Protection and care of children
© UNICEF Cambodia/Nicolas Axelrod
There are hundreds of thousands of orphans and vulnerable children are living in Cambodia, with up to 20,000 of them living or working on the streets of Phnom Penh. Some of these children are victims of forced labour and trafficking while others suffer from violence or abuse or are living with disabilities. Others – an estimated 85,921 children – are vulnerable due to HIV. In 2010, approximately 11,945 children lived in residential care – the last stop for children whose families have been devastated by poverty or whose parents have died.
For orphans and vulnerable children, HIV and AIDS can significantly change their lives. Almost 2 per cent of Cambodia’s children have lost their parents to an AIDS-related illness or are living in an AIDS-affected household.
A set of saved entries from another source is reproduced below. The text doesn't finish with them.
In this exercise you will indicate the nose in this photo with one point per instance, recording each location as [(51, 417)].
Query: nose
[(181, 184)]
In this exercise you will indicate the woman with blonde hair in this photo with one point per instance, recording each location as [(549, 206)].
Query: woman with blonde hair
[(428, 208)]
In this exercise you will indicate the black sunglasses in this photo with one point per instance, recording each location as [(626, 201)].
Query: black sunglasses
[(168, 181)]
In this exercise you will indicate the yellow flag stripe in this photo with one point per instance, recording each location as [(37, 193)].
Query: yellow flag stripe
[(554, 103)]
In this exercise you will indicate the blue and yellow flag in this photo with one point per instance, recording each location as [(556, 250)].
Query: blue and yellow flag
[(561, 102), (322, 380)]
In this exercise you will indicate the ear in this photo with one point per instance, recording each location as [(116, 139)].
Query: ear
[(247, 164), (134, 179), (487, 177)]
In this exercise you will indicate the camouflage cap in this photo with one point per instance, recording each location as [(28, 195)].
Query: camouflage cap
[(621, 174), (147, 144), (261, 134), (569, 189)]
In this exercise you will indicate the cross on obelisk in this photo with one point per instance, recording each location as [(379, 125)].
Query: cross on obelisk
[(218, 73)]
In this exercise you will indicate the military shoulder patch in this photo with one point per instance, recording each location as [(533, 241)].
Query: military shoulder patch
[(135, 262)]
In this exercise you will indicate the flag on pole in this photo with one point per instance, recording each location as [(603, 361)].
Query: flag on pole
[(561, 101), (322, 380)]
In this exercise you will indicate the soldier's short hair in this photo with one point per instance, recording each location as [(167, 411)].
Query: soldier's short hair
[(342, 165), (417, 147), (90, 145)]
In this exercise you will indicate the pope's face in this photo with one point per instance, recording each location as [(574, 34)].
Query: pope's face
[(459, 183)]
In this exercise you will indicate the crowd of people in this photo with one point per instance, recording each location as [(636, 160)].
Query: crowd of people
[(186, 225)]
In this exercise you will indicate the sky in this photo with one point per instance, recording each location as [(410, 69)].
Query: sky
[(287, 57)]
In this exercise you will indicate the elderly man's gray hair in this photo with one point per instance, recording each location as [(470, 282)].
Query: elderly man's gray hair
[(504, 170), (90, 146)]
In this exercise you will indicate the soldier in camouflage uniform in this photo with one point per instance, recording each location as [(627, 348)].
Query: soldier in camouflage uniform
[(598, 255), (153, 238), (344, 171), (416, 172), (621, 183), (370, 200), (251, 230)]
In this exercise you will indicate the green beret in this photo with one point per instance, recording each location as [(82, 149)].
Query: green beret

Many more children are left in vulnerable situations due to HIV.
Limited financial resources and even fewer social safety nets exist to support orphans and vulnerable children, including children affected by HIV and AIDS. Inadequate oversight at orphanages combined with an alternative care policy that lacks proper implementation has left many vulnerable children without proper care and with little hope to improve their lives.
UNICEF works with the government to ensure these children have the necessary support to reverse the affects and impact of HIV and AIDS and to help children realize their rights to a safe, supportive environment in which to grow up.
What we do
- Support the government to develop a routine monitoring and evaluation system to monitor, analyse and report on the scope and type of basic essential services delivered to orphans, children affected by HIV and AIDS and other vulnerable children.
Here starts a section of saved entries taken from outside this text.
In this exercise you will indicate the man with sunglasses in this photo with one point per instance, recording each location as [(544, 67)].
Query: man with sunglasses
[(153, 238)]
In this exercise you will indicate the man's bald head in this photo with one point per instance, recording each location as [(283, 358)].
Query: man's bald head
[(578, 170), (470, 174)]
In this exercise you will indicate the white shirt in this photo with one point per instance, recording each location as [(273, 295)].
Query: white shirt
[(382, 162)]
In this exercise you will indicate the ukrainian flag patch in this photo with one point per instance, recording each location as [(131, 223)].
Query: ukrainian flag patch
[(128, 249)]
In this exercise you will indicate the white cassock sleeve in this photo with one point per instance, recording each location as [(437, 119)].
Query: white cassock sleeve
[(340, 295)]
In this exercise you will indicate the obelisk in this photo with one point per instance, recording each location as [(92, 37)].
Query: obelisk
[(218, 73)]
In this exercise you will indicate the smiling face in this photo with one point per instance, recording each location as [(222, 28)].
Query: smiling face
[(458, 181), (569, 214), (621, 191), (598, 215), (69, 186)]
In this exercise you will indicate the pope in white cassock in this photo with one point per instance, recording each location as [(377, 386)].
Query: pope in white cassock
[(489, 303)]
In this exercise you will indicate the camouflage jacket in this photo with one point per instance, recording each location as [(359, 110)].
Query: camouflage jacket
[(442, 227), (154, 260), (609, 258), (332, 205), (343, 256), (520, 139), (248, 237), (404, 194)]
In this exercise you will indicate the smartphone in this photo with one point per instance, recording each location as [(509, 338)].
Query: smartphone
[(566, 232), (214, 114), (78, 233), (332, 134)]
- Work with the government and civil society, including Buddhist monks, to expand and support the provision of quality care and support to supplement the household’s ability to care for vulnerable children.
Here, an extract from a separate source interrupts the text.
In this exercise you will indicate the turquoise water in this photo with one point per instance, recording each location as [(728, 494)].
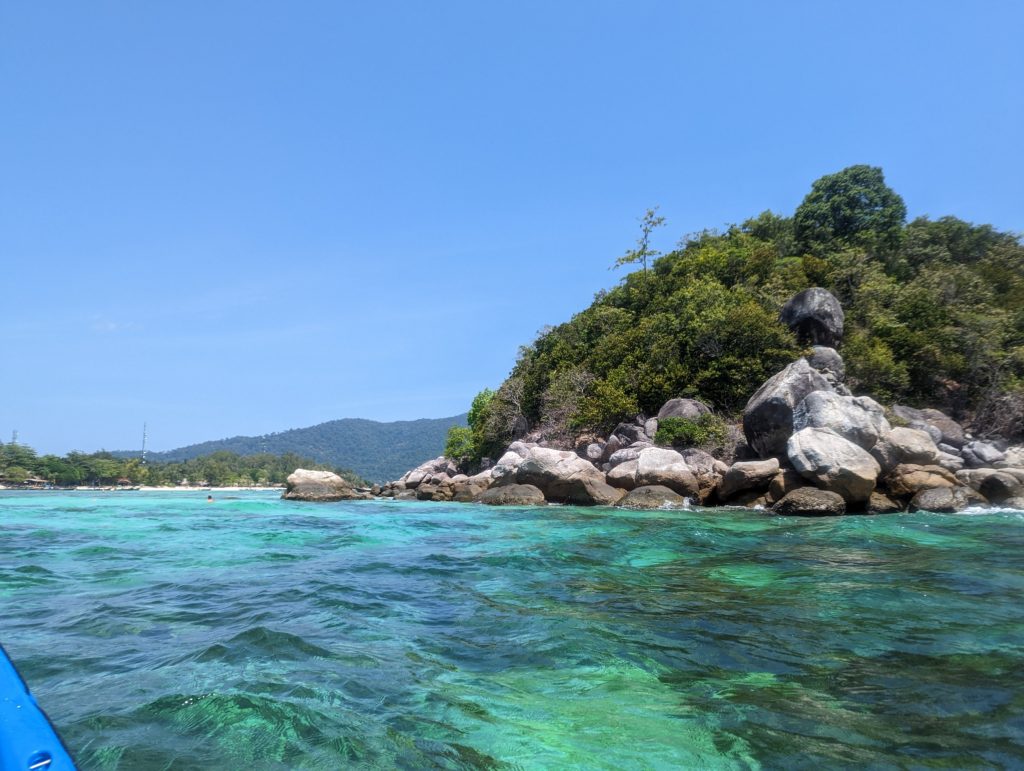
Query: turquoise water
[(162, 632)]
- Promote access of vulnerable children and their caregivers to essential services, including social protection programmes.
- Assist the government to provide vulnerable children in need of alternative care, including children affected by HIV and AIDS, with access to safe, appropriate alternative care options.
- Support the government to improve coordination, linkages and referral among social, health, education and communitybased services at the local level, in line with local governance reform and the national social protection strategy.
National and provincial government and non-government partners with religious stakeholders implemented a largescale care and support programme for people living with HIV and their children. In 2010 alone, nearly 5,000 adults living with HIV and 3,358 children affected by HIV received spiritual, material and cash support from Buddhist monks in half of the nation’s provinces. More communities are starting to take the initiative in caring for children impacted by HIV and AIDS, as 70 per cent of the nation’s communes had at least one organization that provided HIV and AIDS-related care and support to families with orphans and vulnerable children.